Virginia Tech’s Student Engineers’ Council will host the National Association of Engineering Student Councils (NAESC) at its 2006 meeting near Washington, D.C. April 6-9.

“The conference will be an excellent chance for students to meet fellow students who share similar interests regarding leadership, management, ethics, and engineering skills” said event co-chair Emily Woodward, a graduate student in the Department of Mathematics in Virginia Tech’s College of Science and recent graduate of Virginia Tech’s aerospace and ocean engineering program. “The 300 attendees are engineering student leaders from 42 different universities from California to New York. They represent the technological leadership of the future.”

Michael Willemann, an undergraduate student majoring in materials science and engineering in Virginia Tech’s College of Engineering, is the other co-chair. Both Willeman and Woodward are from Woodbridge, Va.

Ronald L. Ewing, chief executive officer of Dewberry of Fairfax, Va., will open the conference at the Westfields Marriot in Chantilly, Va., with a welcoming introductory speech on April 7. Other Dewberry speakers include Dan Pleasant, president, and Doug Fahl, managing principal. Also scheduled to present is Mike Shannon of the National Council for Examiners and Engineers in Surveying.

The April 8 banquet at the Mellon Auditorium will feature presenters from Lockheed Martin Corporation of Bethesda, Md, including Chuck Cantello, vice president for sensors and advanced programs. Other speakers during the two-day event are Raymond Orbach, director, Office of Science, Department of Energy; the Department of Defense’s Dwight Williams, named the Professional Engineer of the Year; Jesus de la Garza, program director at the National Science Foundation; and Joseph Toole, Patricia Toole, Chad Thompson and Melissa Ridenour of the Federal Highway Administration.
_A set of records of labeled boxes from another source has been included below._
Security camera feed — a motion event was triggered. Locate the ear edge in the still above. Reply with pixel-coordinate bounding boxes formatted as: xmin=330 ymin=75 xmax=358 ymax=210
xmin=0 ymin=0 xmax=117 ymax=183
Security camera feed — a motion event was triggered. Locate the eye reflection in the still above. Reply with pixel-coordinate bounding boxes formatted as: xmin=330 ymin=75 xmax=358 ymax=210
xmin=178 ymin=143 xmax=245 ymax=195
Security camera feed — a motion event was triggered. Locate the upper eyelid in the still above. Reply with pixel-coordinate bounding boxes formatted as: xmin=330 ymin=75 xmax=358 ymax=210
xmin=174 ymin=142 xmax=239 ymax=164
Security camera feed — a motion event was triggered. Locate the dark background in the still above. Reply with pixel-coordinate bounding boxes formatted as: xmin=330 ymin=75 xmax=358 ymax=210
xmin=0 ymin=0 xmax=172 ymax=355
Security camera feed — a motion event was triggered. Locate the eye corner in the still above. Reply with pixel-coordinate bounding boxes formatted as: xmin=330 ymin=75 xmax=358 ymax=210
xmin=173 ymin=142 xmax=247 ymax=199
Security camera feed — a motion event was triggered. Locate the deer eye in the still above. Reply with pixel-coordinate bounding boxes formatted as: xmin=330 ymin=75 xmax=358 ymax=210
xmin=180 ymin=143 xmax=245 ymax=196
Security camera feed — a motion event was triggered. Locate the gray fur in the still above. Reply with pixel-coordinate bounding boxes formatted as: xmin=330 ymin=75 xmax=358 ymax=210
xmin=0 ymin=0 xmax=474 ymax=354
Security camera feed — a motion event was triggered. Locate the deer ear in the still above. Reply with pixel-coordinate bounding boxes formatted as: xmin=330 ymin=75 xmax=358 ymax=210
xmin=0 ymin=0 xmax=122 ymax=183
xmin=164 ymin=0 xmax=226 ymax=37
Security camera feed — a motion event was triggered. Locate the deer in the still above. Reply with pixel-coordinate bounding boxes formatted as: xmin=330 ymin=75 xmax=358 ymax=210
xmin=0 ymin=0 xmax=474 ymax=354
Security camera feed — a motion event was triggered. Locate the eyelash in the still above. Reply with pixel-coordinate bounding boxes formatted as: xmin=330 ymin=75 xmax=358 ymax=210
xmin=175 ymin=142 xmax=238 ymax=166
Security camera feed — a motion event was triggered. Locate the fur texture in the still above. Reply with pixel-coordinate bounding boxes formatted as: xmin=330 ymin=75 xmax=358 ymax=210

Conference sponsors are: Lockheed Martin, Dewberry, NCEES, US Department of Transportation, and Honeywell. The Student Engineers’ Council has also contributed to this program. Michael Chappell, chair of the Virginia Tech Student Engineers’ Council and a mechanical engineering senior from Blacksburg, Va., was in charge of soliciting sponsors.

The Student Engineers’ Council at Virginia Tech generates income to sponsor events from its widely known Engineering Expo, an annual career fair. The students use the income from Expo to allocate resources to various philanthropic efforts.

The College of Engineering at Virginia Tech is internationally recognized for its excellence in 14 engineering disciplines and computer science. The college's 5,500 undergraduates benefit from an innovative curriculum that provides a "hands-on, minds-on" approach to engineering education, complementing classroom instruction with two unique design-and-build facilities and a strong Cooperative Education Program. With more than 50 research centers and numerous laboratories, the college offers its 1,800 graduate students opportunities in advanced fields of study such as biomedical engineering, state-of-the-art microelectronics, and nanotechnology.